Former Finance Minister P. Chidambaram’s impudence is astonishing: “Even after seven months into the fiscal year, the BJP government believes that the problems faced by the economy are cyclical. The government is wrong. It is wrong because it is clueless. It is unable to look for the obvious clues because it is stubborn and mulish in defending its catastrophic mistakes like demonetisation, flawed GST, tax terrorism, regulatory overkill, protectionism, and centralised control of decision-making in the PMO.”

Look who’s talking! And how! Here is the man under whose charge tax terrorism and stifling regulation thrived, and cronyism boomed—and he has the gumption to lecture the government on economy.

Chidambaram accuses the Modi government of being “stubborn and mulish”, but he has never been known as the paragon of humility and virtue. In fact, he is being tried on charges of financial fraud, the charges because of which he had to spend three and a half months in prison. Yet, he pontificates on everything from the GDP to Kashmir with the deportment of a saint. The guy certainly has the cheek.

Chidambaram actually began tax terrorism. In September 2004, the government lost a 15-year-old excise case in the Supreme Court against ITC. The sum involved was over Rs 800 crore. For some reason, he wanted to teach the ITC bosses a lesson. Therefore, disregarding the highest court of the land, he got the pertinent excise notification amended retrospectively to validate the levy of the duty. So much for his regard for the rule of law!

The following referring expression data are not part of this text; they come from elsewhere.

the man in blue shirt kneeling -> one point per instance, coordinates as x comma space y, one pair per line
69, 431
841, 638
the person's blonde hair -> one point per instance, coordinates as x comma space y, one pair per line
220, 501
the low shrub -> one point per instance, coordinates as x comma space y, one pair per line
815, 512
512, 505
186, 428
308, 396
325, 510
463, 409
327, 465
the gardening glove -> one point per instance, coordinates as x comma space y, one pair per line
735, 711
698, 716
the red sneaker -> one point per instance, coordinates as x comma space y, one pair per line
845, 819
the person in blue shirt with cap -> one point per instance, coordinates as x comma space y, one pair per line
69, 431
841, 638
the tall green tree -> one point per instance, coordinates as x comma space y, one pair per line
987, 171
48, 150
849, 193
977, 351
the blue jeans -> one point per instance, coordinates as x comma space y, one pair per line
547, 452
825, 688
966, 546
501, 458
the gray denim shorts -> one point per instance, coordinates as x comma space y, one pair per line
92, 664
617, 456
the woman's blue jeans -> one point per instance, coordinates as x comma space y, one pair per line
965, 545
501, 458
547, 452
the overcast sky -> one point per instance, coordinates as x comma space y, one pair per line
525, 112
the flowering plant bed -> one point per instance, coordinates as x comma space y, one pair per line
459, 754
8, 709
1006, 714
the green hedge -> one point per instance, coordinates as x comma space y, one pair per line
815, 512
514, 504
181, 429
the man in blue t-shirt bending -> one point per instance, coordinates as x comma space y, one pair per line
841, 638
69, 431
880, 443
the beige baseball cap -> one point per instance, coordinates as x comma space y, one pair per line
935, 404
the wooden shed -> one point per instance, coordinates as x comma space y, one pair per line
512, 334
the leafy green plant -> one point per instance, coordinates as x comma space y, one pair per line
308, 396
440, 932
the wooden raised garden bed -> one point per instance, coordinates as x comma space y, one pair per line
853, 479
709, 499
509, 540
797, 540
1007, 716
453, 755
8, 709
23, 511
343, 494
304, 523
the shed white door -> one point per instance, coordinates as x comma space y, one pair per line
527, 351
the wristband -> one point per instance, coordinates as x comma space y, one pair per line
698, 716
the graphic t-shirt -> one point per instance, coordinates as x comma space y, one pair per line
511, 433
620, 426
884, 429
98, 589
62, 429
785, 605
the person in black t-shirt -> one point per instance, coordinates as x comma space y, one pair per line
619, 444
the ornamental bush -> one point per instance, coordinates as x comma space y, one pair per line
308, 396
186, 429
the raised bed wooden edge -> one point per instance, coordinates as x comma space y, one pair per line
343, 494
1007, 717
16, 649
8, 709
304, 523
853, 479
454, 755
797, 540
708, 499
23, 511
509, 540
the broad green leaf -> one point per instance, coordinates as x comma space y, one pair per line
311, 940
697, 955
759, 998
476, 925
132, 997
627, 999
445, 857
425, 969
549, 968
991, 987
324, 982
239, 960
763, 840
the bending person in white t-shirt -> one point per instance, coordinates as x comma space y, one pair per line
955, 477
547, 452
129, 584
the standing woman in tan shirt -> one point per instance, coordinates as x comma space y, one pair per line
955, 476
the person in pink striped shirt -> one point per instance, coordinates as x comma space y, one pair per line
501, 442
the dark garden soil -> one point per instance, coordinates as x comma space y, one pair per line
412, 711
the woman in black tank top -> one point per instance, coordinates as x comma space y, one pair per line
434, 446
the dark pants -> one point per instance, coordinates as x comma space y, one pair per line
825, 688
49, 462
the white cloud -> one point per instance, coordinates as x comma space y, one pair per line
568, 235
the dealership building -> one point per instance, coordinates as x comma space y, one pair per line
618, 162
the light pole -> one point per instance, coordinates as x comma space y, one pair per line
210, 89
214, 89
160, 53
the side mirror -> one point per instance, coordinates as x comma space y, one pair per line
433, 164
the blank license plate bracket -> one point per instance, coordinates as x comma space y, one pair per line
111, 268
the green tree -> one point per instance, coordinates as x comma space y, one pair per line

Then there is former Prime Minister Manmohan Singh who didn’t say much when he was at the helm of affairs for 10 long, painful years; indeed he didn’t have much say in the important issues of the day. He primarily carried out orders given to him by Sonia Gandhi, who was the empress in that period. It was the upside down version of the Westminster model: the empress ruled without reigning, but that’s another story.

He was so meek that Modi, campaigning against Singh before the 2014 poll, used to call him “Maunmohan” Singh. In the Opposition, however, Singh has been exercising his right to freedom of expression with remarkable vigour. In a recent newspaper article, he wrote, “Bankers are reluctant to make new loans, for fear of retribution. Entrepreneurs are hesitant to put up fresh projects, for fear of failure attributed to ulterior motives. Technology start-ups, an important new engine of economic growth and jobs, seem to live under a shadow of constant surveillance and deep suspicion.”

Correct, but Modi and Home Minister Amit Shah didn’t invent “retribution”; it was used with impunity by the UPA government. The Modi-Shah duo is accused of undermining institutions, but didn’t you yourself undermine the very institution of Prime Minister, Dr Singh? And what did other top Congress leaders, beginning with Indira Gandhi, do? Didn’t they weaken, or try to weaken, every institution? In the heyday of socialism, there was even talk to have “committed judiciary”—that is, all lal salaam type of judges.

Singh and Chidambaram occupied top offices in the country when the worst features of socialism were revived and economic reforms were not just stopped but practically buried. And now they are slamming the government for the troubles the economy is facing.

Of course, Sitharaman’s incompetence is monumental. The real problem, however, is the policy framework that Singh and Chidambaram have left behind—the poison that the body-economic was injected with.